We’ve haven’t gotten above freezing for the last couple of weeks. The high temperatures are only projected to drop for the next few days. The forecast calls for a possible three inches of snow over the weekend and more later in the week. Much of the country is in the deep freeze so we’re not alone. It just doesn’t happen here often, so this is a major “weather event” for us. There was a 133 car pile-up on I-35 yesterday with six fatalities and 80-plus people sent to the hospital…

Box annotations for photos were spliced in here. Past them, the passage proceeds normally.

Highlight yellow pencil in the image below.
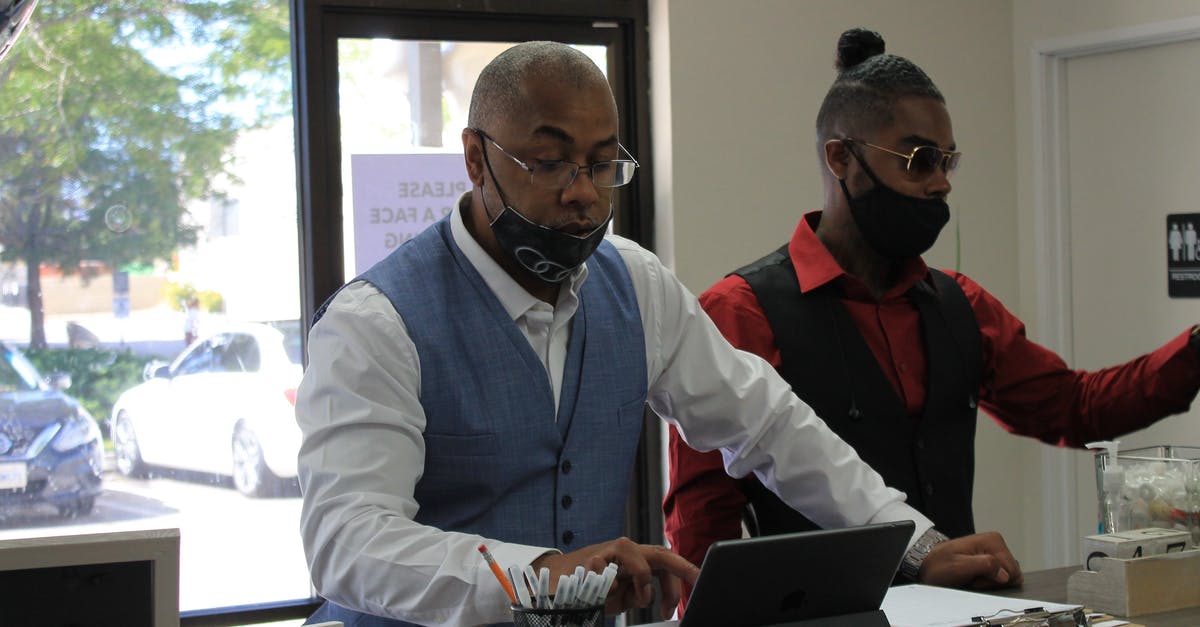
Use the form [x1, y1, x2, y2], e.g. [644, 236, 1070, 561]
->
[479, 544, 517, 605]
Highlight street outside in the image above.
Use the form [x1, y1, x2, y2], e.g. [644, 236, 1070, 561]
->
[0, 302, 311, 622]
[0, 454, 311, 611]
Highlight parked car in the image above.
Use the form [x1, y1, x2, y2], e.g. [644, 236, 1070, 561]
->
[110, 321, 302, 496]
[0, 342, 104, 516]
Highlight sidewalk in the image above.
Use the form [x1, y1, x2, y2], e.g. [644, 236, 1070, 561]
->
[0, 306, 213, 359]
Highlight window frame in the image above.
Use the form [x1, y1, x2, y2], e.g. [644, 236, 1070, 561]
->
[225, 0, 664, 627]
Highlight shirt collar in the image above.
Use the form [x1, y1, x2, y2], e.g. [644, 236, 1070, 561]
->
[450, 191, 588, 320]
[787, 211, 929, 300]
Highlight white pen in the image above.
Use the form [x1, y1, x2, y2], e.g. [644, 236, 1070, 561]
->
[509, 563, 533, 608]
[593, 562, 617, 605]
[521, 565, 540, 608]
[538, 566, 554, 609]
[550, 575, 571, 609]
[575, 572, 600, 607]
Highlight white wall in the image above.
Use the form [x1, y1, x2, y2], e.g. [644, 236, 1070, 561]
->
[1012, 0, 1200, 566]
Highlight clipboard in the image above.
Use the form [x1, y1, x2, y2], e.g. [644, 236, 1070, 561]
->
[962, 608, 1091, 627]
[883, 584, 1090, 627]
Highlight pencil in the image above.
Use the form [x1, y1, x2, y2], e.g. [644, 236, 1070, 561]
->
[479, 544, 517, 605]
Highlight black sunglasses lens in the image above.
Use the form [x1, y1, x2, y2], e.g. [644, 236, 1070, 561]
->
[908, 145, 942, 177]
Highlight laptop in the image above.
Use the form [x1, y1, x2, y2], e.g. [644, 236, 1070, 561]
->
[679, 520, 916, 627]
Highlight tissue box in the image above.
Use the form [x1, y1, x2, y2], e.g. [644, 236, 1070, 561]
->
[1084, 527, 1192, 569]
[1067, 550, 1200, 612]
[1085, 446, 1200, 540]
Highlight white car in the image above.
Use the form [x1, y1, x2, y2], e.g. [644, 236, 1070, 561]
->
[110, 322, 302, 496]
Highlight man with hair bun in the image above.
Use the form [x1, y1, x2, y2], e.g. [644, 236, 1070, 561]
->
[664, 29, 1200, 612]
[295, 37, 1020, 627]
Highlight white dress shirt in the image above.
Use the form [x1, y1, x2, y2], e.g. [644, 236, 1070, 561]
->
[296, 202, 932, 625]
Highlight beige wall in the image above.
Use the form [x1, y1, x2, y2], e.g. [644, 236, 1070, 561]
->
[652, 0, 1024, 562]
[1012, 0, 1200, 566]
[652, 0, 1200, 568]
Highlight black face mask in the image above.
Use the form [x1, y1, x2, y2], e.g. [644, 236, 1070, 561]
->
[492, 197, 612, 283]
[484, 145, 613, 283]
[838, 150, 950, 261]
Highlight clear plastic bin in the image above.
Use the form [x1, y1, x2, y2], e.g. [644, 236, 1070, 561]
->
[1094, 446, 1200, 547]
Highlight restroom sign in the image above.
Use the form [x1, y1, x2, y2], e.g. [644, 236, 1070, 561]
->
[1166, 214, 1200, 298]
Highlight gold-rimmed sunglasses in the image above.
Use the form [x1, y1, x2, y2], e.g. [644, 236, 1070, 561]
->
[841, 137, 962, 180]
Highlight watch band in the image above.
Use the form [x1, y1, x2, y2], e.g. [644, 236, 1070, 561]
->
[900, 527, 950, 581]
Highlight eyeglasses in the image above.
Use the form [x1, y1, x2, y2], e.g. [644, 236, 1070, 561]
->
[842, 137, 962, 180]
[474, 129, 638, 190]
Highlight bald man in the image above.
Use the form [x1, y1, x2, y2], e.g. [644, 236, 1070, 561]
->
[296, 42, 1019, 626]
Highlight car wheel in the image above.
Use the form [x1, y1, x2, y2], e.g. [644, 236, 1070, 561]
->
[233, 426, 280, 496]
[59, 496, 96, 518]
[113, 412, 148, 477]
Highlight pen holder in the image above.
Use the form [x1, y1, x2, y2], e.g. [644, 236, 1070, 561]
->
[512, 605, 604, 627]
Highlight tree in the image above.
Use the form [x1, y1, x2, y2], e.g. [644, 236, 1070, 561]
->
[0, 0, 290, 348]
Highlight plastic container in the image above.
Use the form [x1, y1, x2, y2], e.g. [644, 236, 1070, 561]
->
[1094, 444, 1200, 547]
[512, 605, 604, 627]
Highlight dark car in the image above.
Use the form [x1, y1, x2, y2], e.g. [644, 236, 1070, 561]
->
[0, 342, 103, 515]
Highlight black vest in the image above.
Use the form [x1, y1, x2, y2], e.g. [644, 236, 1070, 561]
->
[733, 245, 983, 537]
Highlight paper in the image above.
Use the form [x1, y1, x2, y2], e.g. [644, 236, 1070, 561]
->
[882, 584, 1079, 627]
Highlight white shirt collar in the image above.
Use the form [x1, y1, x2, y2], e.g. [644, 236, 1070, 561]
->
[450, 192, 588, 320]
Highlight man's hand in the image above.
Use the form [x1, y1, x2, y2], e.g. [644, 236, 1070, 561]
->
[532, 538, 700, 619]
[919, 531, 1022, 590]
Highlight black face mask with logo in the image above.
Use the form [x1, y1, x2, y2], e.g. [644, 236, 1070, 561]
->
[838, 150, 950, 261]
[492, 196, 612, 283]
[482, 144, 613, 285]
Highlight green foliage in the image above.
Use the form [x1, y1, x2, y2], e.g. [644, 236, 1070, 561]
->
[25, 348, 154, 424]
[162, 282, 224, 312]
[0, 0, 290, 336]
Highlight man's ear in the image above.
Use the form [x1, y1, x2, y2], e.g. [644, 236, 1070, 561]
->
[823, 139, 853, 180]
[462, 129, 487, 187]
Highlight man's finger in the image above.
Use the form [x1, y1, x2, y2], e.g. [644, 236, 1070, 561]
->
[646, 547, 700, 585]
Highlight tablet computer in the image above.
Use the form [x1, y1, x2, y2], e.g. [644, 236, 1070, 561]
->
[679, 520, 916, 627]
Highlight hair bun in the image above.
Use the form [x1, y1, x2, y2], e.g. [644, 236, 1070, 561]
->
[834, 28, 884, 72]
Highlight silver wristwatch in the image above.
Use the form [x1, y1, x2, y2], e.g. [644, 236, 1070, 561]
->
[900, 527, 950, 581]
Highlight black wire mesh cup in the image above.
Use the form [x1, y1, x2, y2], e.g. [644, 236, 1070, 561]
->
[512, 605, 604, 627]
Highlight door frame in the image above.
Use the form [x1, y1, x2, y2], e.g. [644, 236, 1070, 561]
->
[290, 0, 654, 328]
[1031, 17, 1200, 566]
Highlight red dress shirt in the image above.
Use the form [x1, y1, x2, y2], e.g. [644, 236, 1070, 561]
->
[662, 211, 1200, 609]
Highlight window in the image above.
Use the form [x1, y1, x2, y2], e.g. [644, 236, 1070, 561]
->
[0, 0, 661, 625]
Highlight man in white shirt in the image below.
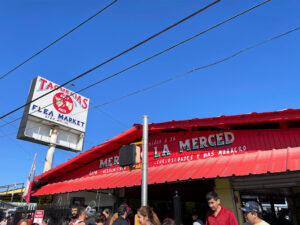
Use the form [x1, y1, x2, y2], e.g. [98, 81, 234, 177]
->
[241, 201, 270, 225]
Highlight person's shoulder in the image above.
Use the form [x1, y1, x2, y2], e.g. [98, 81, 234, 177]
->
[206, 210, 214, 217]
[256, 220, 270, 225]
[222, 205, 234, 215]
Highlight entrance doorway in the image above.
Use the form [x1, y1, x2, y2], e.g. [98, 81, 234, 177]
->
[124, 180, 214, 224]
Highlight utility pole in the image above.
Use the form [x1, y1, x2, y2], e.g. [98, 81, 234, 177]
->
[142, 116, 148, 206]
[44, 126, 58, 172]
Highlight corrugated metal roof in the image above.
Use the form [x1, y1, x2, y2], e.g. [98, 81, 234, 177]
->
[35, 109, 300, 182]
[33, 147, 300, 196]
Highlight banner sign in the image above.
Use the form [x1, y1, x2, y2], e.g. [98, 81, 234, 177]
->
[33, 210, 44, 225]
[56, 128, 300, 179]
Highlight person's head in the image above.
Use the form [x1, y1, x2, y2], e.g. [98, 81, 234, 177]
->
[71, 206, 78, 217]
[95, 213, 106, 225]
[42, 218, 49, 225]
[192, 210, 199, 221]
[18, 219, 30, 225]
[137, 206, 160, 225]
[102, 208, 112, 219]
[206, 191, 221, 211]
[162, 218, 176, 225]
[118, 204, 128, 218]
[241, 201, 262, 224]
[78, 208, 87, 221]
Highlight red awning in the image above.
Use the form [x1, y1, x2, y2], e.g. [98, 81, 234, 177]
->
[33, 147, 300, 196]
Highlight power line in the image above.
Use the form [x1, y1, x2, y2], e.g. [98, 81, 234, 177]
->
[77, 0, 271, 93]
[0, 0, 271, 128]
[0, 27, 300, 138]
[94, 27, 300, 108]
[0, 0, 220, 119]
[0, 0, 118, 80]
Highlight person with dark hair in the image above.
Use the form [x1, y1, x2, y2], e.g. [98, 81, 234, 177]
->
[102, 208, 112, 225]
[74, 208, 87, 225]
[206, 191, 238, 225]
[95, 213, 106, 225]
[42, 218, 50, 225]
[240, 201, 270, 225]
[192, 210, 204, 225]
[162, 218, 176, 225]
[138, 206, 160, 225]
[112, 204, 129, 225]
[70, 205, 78, 225]
[18, 219, 31, 225]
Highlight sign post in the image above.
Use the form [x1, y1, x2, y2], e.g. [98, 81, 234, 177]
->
[17, 76, 90, 154]
[44, 126, 58, 173]
[142, 116, 148, 206]
[33, 210, 44, 225]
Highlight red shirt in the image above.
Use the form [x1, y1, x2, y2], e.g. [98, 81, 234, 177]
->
[206, 205, 238, 225]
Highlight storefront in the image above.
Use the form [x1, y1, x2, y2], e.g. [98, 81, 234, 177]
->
[34, 109, 300, 224]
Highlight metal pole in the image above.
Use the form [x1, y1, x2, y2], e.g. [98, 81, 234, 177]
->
[142, 116, 148, 206]
[44, 126, 57, 172]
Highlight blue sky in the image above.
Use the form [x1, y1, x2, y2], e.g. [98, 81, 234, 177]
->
[0, 0, 300, 185]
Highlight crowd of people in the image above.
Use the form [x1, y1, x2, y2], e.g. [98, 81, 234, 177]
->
[0, 192, 278, 225]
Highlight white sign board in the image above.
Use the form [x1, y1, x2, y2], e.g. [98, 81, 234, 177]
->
[33, 210, 44, 225]
[17, 76, 90, 151]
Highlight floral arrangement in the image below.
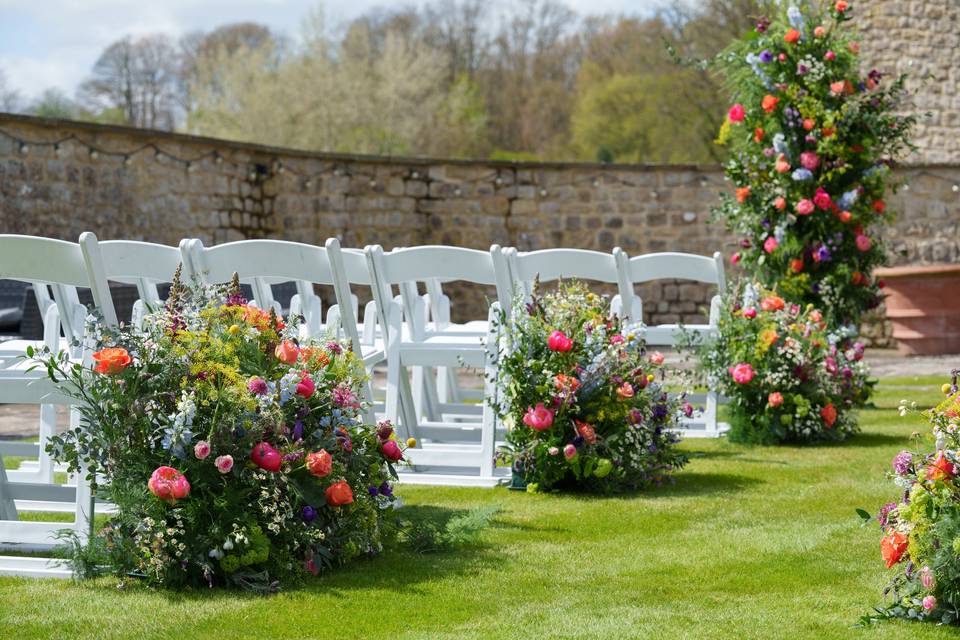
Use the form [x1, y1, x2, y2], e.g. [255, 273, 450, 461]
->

Opal’s Farm has come to a bit of a stopping point in our late winter planting because of the weather. It didn’t stop the Tarrant Regional Water District though. The started on the infrastructure for our new pump and irrigation this week and are almost finished. I’ve been doing the “Happy Dance” all week. TRWD is so good to Opal’s Farm. The best way I know to show them gratitude is to grow lots of food for our neighbors. TRWD has always believed in Opal’s Farm’s mission and their support has been invaluable.

Please keep us in your prayers as we go through this week and freezing temperatures. We planted all our onions (around 6,000 of them!) in the week before we knew about this coming in. Onions are hearty plants but so many freezing days in a row will inevitably hurt some of them.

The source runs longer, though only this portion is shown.